[MUSIC]
>> Hello and welcome back.
In this lecture, let's look at indexes, and what are indexes, and
how do they impact our queries?
So basically indexes are needed for efficient execution of queries in MongoDB.
So what happens without indexes is that MongoDB will
basically perform what we call a collection scan which is nothing but
scanning every single document in a collection.
So let's say you have 30,000 documents in a collection, and
when you look for data, a piece of data, say you're looking for
the second document, right, or the third document.
Whatever document you're looking for, MongoDB actually goes and
does a scan of every single document in the collection.
So that it goes through 30,000, it's fairly fast, but still,
it has to go through every single document, right?
So this is where indexes will come handy.
Indexes actually store a small portion of the collection's data set
in a easy to traverse form, right?
So it actually makes a smaller subset of a larger data set and we'll look
at an example and that should help you understand indexes much nicer and cleaner.

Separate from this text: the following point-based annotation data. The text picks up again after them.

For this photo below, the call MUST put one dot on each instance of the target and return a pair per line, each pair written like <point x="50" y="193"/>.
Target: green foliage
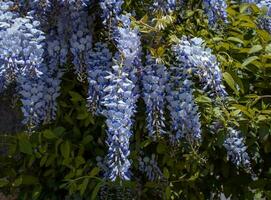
<point x="60" y="160"/>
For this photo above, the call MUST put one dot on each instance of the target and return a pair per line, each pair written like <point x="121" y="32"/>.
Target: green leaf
<point x="255" y="49"/>
<point x="36" y="193"/>
<point x="268" y="48"/>
<point x="29" y="180"/>
<point x="168" y="192"/>
<point x="230" y="81"/>
<point x="166" y="173"/>
<point x="161" y="148"/>
<point x="96" y="190"/>
<point x="59" y="131"/>
<point x="87" y="139"/>
<point x="83" y="186"/>
<point x="48" y="134"/>
<point x="65" y="149"/>
<point x="3" y="182"/>
<point x="76" y="97"/>
<point x="249" y="60"/>
<point x="25" y="146"/>
<point x="94" y="172"/>
<point x="235" y="39"/>
<point x="18" y="181"/>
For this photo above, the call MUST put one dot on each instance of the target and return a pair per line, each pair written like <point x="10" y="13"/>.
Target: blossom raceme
<point x="185" y="118"/>
<point x="216" y="10"/>
<point x="111" y="11"/>
<point x="81" y="38"/>
<point x="119" y="102"/>
<point x="150" y="168"/>
<point x="196" y="57"/>
<point x="22" y="49"/>
<point x="154" y="80"/>
<point x="265" y="20"/>
<point x="129" y="46"/>
<point x="99" y="64"/>
<point x="164" y="6"/>
<point x="236" y="149"/>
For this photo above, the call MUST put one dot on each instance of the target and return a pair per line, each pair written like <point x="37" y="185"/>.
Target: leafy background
<point x="59" y="161"/>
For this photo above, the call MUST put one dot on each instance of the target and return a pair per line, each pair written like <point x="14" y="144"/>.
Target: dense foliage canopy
<point x="138" y="99"/>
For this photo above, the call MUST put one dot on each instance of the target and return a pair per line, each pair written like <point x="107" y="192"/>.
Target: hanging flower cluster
<point x="154" y="80"/>
<point x="99" y="62"/>
<point x="200" y="60"/>
<point x="36" y="42"/>
<point x="120" y="100"/>
<point x="183" y="110"/>
<point x="163" y="6"/>
<point x="236" y="149"/>
<point x="216" y="11"/>
<point x="150" y="168"/>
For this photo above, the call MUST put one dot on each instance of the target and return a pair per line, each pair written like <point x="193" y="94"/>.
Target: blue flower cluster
<point x="164" y="6"/>
<point x="120" y="100"/>
<point x="154" y="80"/>
<point x="21" y="55"/>
<point x="111" y="10"/>
<point x="194" y="56"/>
<point x="216" y="11"/>
<point x="149" y="166"/>
<point x="184" y="114"/>
<point x="80" y="39"/>
<point x="236" y="149"/>
<point x="99" y="63"/>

So when you actually create an index,
it all it does is it stores the values of a specific field.
So if you have ten fields in a document, and if you are trying to index, say
the third field, right, say a state in our example, or a city in our zips example.
Then it'll actually go and create a index and
stores only the value of a specific field.

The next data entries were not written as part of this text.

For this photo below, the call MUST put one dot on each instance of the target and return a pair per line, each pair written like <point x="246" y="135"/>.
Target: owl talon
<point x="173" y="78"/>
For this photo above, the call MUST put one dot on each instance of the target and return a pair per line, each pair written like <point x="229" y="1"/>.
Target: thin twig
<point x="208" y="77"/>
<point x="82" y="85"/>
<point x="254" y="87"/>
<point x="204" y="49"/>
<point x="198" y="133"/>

And you can create a multi-field index as well which we'll talk about in
the upcoming lectures.
So it'll create based on the one or many fields that you pass, and
it also stores the data.
In an orderly fashion so ascending or descending order, right?
So let's see an example.
So here what we have is the list of scores.

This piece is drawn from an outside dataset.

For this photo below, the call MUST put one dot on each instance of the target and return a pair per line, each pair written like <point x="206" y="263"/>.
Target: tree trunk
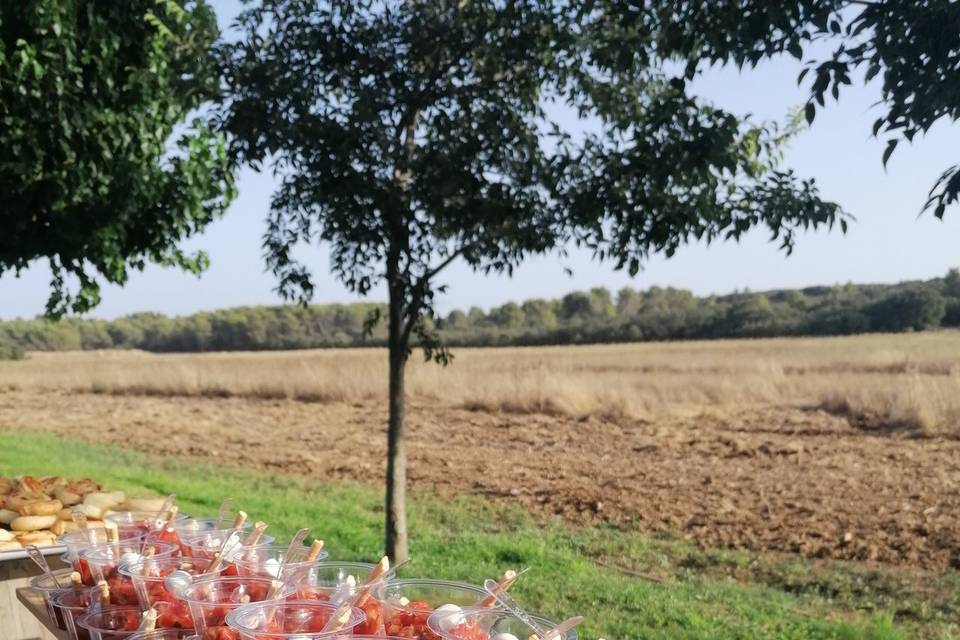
<point x="396" y="546"/>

This is an example taken directly from the Mongo site, right?
So we have say, a bunch of scores.
So here I think we have approximately nine documents in a collection.
But this could be thousands and thousands of scores of students in a University.
So there's a bunch of other information, name, first name, last name, and
all that, let's say.
But really all we care about is this one field called score,
which has a numeric value between min to max.
Min to max, let's say it's 100, so 0 to 100.
So this student has 25, this student has 56, 45, 75, sort of
random order in the way the documents came into the collection or however these
documents were added to the collection so we have a bunch of values here.
Now when you create an index so this is saying that go and
create an index on score.
Now the actual creation of an index single field, multi field.
You know, something we will do in a few minutes here.
But i'm just telling you that this intact for you to create an index, right.
And one is ascending, and minus one is descending.
Basically this is saying hey, go and create an index on this field, score.
And in that ascending order.
So what Mongo does is that it actually goes and creates and
index with the scores, just on the score, in an ascending fashion.
So you have the minimum here, you have the maximum here.
Notice how this pointer is actually is five,
right, that's the next minimum of all these scores here.
Five isn't the lowest, right?
Followed by 18, and then 30, and 45, and so on.
So it's actually building it in an ascending fashion.
Now, why is this important because the next time when somebody makes a query,
like less than 30, right?
When somebody makes a call, hey give me all the scores less than 30,
this by the way is a Mongo syntax.
Just pure Mongo syntax.
Of course you can do the same thing in Row B, which we will do later on.
So this, what this discusses, this actually goes and since we already have
the data in a nice ascending fashion, it goes and pulls the less than 30s.
In our case we will get five and 18 and whatever else we have.
Maybe just five and 18 and 25, of course, so we will return three documents.
So notice how quick and fast this is,
because you don't have to go through every single document in the collection.
So later on, in an example I'll show you, by using a command called explain.
You can actually see the difference between a command, a call that you make
before indexes and then a call that you will make same indexes.
So to apply the same concept to our zips example right?
So we have 30,000 documents in our collection, and so say,
I'm just going to take a sample of some data.
And we have four cities that belongs to one state.
MD, MD, MD and MD here and they you have a couple of other states in the mix.
I'm taking this on purpose just to show you that we have multiple or
duplicate entries, meaning of the same state.
So we know the problem, every time you make a call,
whether you look for Bethesda in Maryland or you look for For Reston, Virginia.
It has to go and look at all the 30,000 documents
in the collection to give you back the result you are looking for.
Data on the disk is stored in some random order, right?
All right, there is no guarantee that all the Maryland entries are in one
are altogether because it just depends on how the data was inserted.
And it's obviously inefficient because it has to process large volume of data.